SDSC and Partners Successfully Process One Billion Files

Published 11/14/2007

For Immediate Release

Media Contacts:
Warren R. Froelich
SDSC Communications
858 822-3622 or

Jan Zverina
SDSC Communications
858 534-5111 or

The San Diego Supercomputer Center at the University of California, San Diego, in partnership with IBM, Data Direct Networks Inc., and Brocade, has successfully processed one billion files at speeds never before seen in the industry.

The Billion File Demonstration was formally announced this week in Reno, NV, at SC07, a leading international conference on high-performance computing, networking, storage and analysis.

The demonstration was completed using a single instance of IBM's General Parallel File System (GPFS) and DataDirect Networks' S2A9550 Storage System. In preparation for the demonstration, IBM assembled a GPFS cluster at SDSC using 17 eight-way cluster members.

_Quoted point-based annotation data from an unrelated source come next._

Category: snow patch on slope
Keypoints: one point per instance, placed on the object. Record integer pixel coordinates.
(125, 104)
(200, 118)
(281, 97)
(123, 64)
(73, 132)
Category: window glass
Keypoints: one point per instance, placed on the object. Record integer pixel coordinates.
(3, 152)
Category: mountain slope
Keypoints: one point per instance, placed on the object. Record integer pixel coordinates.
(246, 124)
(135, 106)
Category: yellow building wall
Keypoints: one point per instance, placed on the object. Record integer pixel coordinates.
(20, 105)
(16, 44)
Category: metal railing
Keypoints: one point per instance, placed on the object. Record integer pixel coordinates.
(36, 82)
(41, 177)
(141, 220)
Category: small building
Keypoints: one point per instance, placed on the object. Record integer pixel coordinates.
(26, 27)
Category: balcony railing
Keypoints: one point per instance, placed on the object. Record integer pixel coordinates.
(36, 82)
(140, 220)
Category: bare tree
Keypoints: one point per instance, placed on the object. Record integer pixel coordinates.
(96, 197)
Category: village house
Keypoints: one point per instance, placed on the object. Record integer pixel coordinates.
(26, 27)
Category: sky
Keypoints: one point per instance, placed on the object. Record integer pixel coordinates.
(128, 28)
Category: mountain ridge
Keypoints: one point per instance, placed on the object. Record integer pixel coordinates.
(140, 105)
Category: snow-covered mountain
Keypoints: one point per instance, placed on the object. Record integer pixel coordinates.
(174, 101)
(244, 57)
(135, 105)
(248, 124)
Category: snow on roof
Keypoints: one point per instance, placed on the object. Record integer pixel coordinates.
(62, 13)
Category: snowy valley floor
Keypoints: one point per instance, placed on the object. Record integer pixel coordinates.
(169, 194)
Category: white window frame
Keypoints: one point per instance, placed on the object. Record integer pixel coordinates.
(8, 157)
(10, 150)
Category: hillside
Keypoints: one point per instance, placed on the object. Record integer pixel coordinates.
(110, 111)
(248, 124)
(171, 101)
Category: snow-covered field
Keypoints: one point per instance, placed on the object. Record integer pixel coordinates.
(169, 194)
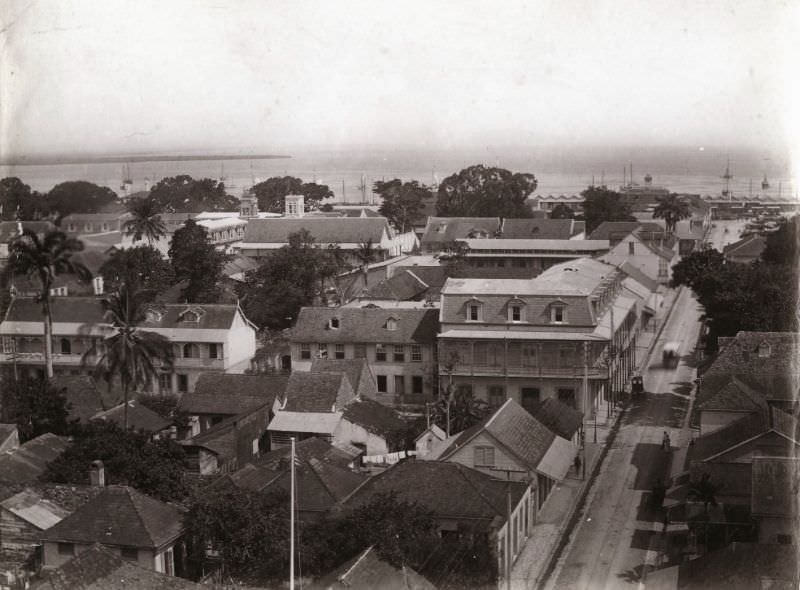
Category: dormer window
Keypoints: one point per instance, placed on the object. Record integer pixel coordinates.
(558, 314)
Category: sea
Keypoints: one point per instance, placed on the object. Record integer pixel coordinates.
(350, 174)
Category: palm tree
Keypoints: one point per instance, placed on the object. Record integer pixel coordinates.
(131, 354)
(44, 259)
(146, 221)
(672, 209)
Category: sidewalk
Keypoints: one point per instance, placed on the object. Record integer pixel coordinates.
(558, 514)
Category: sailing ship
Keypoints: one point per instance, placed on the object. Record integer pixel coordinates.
(127, 181)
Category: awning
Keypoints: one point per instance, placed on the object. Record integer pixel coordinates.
(313, 422)
(558, 459)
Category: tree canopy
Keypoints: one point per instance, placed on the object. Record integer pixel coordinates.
(601, 204)
(141, 268)
(153, 467)
(272, 192)
(292, 277)
(481, 191)
(196, 261)
(402, 201)
(184, 194)
(79, 196)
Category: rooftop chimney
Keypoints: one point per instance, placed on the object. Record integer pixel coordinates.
(295, 206)
(97, 474)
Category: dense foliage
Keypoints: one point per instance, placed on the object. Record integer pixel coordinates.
(272, 192)
(601, 204)
(141, 268)
(34, 405)
(402, 202)
(185, 194)
(292, 277)
(196, 261)
(130, 458)
(481, 191)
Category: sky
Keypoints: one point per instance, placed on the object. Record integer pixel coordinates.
(262, 76)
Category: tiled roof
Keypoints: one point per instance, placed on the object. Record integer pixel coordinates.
(82, 395)
(357, 370)
(775, 486)
(367, 571)
(120, 516)
(559, 418)
(229, 394)
(344, 230)
(317, 392)
(757, 353)
(140, 417)
(99, 568)
(89, 310)
(540, 229)
(366, 325)
(30, 459)
(442, 230)
(374, 417)
(449, 490)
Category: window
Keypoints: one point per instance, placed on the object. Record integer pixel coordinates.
(530, 398)
(416, 353)
(380, 353)
(165, 383)
(399, 353)
(474, 312)
(381, 379)
(566, 395)
(416, 384)
(483, 456)
(497, 395)
(191, 351)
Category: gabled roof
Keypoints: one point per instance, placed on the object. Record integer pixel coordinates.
(366, 325)
(317, 392)
(229, 394)
(540, 229)
(449, 490)
(325, 230)
(120, 516)
(29, 460)
(367, 571)
(99, 568)
(443, 230)
(34, 509)
(559, 418)
(374, 418)
(357, 370)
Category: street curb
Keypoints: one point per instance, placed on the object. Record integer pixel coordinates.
(572, 520)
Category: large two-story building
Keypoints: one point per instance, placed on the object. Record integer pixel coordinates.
(206, 338)
(399, 344)
(547, 337)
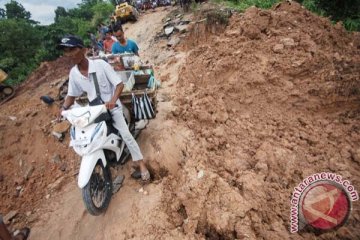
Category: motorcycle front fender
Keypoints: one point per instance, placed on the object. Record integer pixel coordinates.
(87, 166)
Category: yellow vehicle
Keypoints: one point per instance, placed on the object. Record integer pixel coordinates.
(6, 92)
(125, 11)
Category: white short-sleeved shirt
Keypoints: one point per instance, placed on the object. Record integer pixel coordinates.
(106, 76)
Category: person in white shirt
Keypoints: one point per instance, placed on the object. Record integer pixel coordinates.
(110, 86)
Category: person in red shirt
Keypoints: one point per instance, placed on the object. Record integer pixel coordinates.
(108, 42)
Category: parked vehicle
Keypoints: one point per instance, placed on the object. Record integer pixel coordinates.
(94, 138)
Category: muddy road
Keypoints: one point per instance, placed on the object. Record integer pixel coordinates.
(250, 105)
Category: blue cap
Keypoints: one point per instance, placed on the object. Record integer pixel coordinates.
(70, 41)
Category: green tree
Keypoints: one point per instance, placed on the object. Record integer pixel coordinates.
(60, 12)
(2, 13)
(19, 43)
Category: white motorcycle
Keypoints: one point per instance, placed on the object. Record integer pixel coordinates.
(95, 139)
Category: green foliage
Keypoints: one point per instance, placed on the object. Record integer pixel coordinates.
(347, 11)
(24, 44)
(16, 10)
(60, 12)
(101, 11)
(19, 43)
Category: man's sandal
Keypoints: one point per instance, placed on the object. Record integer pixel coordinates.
(145, 176)
(22, 234)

Clustering is the practice of connecting multiple processors or servers to handle complex workloads as a single "virtual" computing resource. It is now being used increasingly as a significantly faster and more cost-effective way to provide high-performance, high availability computing for a wide variety of applications.

The Billion File demonstration successfully proved that the GPFS cluster was able to efficiently process metadata -- vital descriptive information about the files -- allowing more than a billion files to be scanned. The test also proved that candidates for migration could be identified and moved to SDSC's HPSS (High Performance Storage System) tape multiple times daily.

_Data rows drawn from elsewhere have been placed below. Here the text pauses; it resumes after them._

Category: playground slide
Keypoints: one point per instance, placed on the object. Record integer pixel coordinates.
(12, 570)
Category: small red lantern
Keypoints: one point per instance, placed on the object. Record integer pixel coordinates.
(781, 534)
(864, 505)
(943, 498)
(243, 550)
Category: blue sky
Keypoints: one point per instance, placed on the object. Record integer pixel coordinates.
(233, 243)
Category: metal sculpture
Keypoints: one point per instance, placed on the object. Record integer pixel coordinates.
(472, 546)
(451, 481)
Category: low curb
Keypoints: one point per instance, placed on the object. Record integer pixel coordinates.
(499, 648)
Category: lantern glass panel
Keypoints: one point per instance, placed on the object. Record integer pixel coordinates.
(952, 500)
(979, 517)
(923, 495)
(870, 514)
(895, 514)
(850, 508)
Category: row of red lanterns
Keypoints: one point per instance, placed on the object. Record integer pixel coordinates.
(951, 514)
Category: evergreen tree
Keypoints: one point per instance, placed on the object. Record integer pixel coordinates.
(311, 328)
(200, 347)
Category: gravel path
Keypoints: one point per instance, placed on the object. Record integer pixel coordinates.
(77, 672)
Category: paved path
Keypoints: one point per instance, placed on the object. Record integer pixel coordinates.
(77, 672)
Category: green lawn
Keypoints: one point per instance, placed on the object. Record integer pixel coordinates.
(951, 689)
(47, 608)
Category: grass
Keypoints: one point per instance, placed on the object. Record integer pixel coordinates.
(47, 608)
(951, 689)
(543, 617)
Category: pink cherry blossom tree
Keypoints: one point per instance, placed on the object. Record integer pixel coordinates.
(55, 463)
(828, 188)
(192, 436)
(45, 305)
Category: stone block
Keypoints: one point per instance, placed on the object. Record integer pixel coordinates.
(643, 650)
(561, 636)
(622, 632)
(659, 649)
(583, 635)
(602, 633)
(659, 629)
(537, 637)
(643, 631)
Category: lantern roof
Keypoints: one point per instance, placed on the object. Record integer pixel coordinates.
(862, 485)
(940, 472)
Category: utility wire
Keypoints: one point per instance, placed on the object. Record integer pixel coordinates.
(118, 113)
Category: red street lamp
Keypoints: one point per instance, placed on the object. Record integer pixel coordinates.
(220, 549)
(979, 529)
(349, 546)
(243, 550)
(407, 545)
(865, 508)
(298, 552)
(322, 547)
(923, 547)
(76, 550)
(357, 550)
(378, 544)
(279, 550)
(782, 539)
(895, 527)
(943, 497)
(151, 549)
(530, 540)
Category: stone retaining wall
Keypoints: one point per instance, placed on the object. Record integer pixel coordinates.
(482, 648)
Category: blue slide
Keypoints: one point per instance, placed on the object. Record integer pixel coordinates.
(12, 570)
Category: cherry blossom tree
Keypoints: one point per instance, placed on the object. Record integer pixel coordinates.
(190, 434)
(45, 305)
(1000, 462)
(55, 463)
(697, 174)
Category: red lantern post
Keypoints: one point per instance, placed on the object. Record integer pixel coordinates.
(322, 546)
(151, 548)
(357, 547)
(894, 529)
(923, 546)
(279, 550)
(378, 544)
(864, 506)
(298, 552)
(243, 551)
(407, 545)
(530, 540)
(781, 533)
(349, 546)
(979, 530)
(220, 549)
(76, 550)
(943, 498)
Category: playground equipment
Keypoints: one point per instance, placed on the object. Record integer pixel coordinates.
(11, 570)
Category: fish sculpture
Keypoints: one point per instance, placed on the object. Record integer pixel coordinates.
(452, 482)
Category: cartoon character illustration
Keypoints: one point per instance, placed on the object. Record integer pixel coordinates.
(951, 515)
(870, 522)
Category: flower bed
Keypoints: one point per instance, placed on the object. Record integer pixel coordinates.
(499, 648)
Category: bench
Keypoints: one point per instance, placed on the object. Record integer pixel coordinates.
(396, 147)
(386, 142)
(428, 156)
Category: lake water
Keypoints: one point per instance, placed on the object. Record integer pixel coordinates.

In total, the test used 100 tapes, each with 700 gigabytes capacity. In addition, the interface between GPFS and HPSS at SDSC successfully used the ILM (Information Lifecycle Management) policy manager to transfer data from GPFS to HPSS.

"SDSC has long been a leader in data-intensive computing and storage, and the center's experience with both GPFS and HPSS made it the natural location for this groundbreaking achievement," said Patricia Kovatch, manager of the Allocated Systems Group with SDSC.

SDSC has a GPFS installation with about 750 terabytes of disk, giving researchers easier access to data no matter where it is located. GPFS, which provides concurrent access at lightning speed to multiple disk drives and storage devices, fulfills a key requirement of powerful business intelligence and scientific computing applications that analyze vast quantities of often unstructured information, which may include video, audio, books, transactions, reports and presentations.

In total, SDSC has 25 petabytes of archival tape capacity - some 1,000 times the digital text equivalent of the printed collection of the Library of Congress. The HPSS is a flexible, performance-oriented mass storage system that was developed to address the high performance computing (HPC) hierarchical storage needs of multiple U. S. Department of Energy programs and to make this technology available to the HPC community.

HPSS, which is funded by IBM and the HPC community, is the result of a 15-year collaboration between IBM, Lawrence Livermore National Labs, Los Alamos National Laboratory, Lawrence Berkeley National Laboratory, Sandia National Laboratories and Oak Ridge National Laboratory. HPSS is licensed to other users and supported by IBM under an agreement between IBM and the United States Department of Energy.

DataDirect Networks, headquartered in Chatsworth, CA, is a leading provider of scalable storage systems for performance and capacity driven applications. Brocade, based in San Jose, CA, is a leading provider of data center networking solutions that help organizations connect, share, and manage their information.